This work addresses the computation of the Petz–Rényi capacity for classical-quantum channels in the regime α ∈ (0,1). To this end, it proposes an iterative algorithm based on mirror descent—equivalently, exponentiated gradient—and introduces this method for the first time to the optimization of Petz–Rényi capacity, thereby generalizing the classical Blahut–Arimoto algorithm. By establishing the relative smoothness of the objective function with respect to the entropy geometry, the authors prove that the algorithm achieves global sublinear convergence over a truncated probability simplex. Moreover, under a non-degeneracy condition on the tangent space, they further establish local linear convergence in the sense of Kullback–Leibler divergence and provide an explicit contraction factor.

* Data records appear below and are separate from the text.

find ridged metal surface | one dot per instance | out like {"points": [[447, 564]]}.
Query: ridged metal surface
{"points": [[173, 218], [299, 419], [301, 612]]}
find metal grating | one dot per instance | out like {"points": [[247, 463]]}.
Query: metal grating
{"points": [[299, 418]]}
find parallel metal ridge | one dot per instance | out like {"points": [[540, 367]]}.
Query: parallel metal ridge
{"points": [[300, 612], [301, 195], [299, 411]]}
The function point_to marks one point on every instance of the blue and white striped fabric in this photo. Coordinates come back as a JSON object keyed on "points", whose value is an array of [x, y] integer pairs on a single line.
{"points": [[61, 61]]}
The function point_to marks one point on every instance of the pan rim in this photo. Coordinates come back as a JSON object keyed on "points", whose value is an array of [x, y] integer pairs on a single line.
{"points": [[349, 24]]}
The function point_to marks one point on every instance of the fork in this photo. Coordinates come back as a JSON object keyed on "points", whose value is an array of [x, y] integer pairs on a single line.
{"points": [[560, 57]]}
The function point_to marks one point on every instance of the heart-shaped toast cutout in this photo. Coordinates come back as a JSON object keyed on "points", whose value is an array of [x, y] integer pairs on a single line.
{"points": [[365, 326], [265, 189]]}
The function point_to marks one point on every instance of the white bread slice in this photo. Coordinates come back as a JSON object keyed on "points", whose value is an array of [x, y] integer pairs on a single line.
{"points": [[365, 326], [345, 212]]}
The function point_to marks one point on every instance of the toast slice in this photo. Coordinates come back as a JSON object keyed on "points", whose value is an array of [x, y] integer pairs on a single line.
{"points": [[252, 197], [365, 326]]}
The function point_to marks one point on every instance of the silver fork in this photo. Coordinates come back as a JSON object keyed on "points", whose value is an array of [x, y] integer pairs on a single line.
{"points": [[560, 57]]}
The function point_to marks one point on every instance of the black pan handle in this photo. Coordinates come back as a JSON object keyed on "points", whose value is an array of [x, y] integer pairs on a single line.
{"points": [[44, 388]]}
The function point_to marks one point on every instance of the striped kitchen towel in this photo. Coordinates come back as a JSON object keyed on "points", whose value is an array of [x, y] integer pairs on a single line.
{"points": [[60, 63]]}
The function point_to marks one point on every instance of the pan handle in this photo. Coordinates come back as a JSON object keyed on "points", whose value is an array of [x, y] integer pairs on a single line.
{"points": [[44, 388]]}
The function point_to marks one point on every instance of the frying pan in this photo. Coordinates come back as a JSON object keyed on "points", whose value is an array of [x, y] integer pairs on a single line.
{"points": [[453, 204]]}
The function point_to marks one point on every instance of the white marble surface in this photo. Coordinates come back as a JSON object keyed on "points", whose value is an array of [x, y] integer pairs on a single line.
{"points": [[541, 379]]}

We study the computation of the $\alpha$-R\'enyi capacity of a classical-quantum (c-q) channel for $\alpha\in(0,1)$. We propose an exponentiated-gradient (mirror descent) iteration that generalizes the Blahut-Arimoto algorithm. Our analysis establishes relative smoothness with respect to the entropy geometry, guaranteeing a global sublinear convergence of the objective values. Furthermore, under a natural tangent-space nondegeneracy condition (and a mild spectral lower bound in one regime), we prove local linear (geometric) convergence in Kullback-Leibler divergence on a truncated probability simplex, with an explicit contraction factor once the local curvature constants are bounded.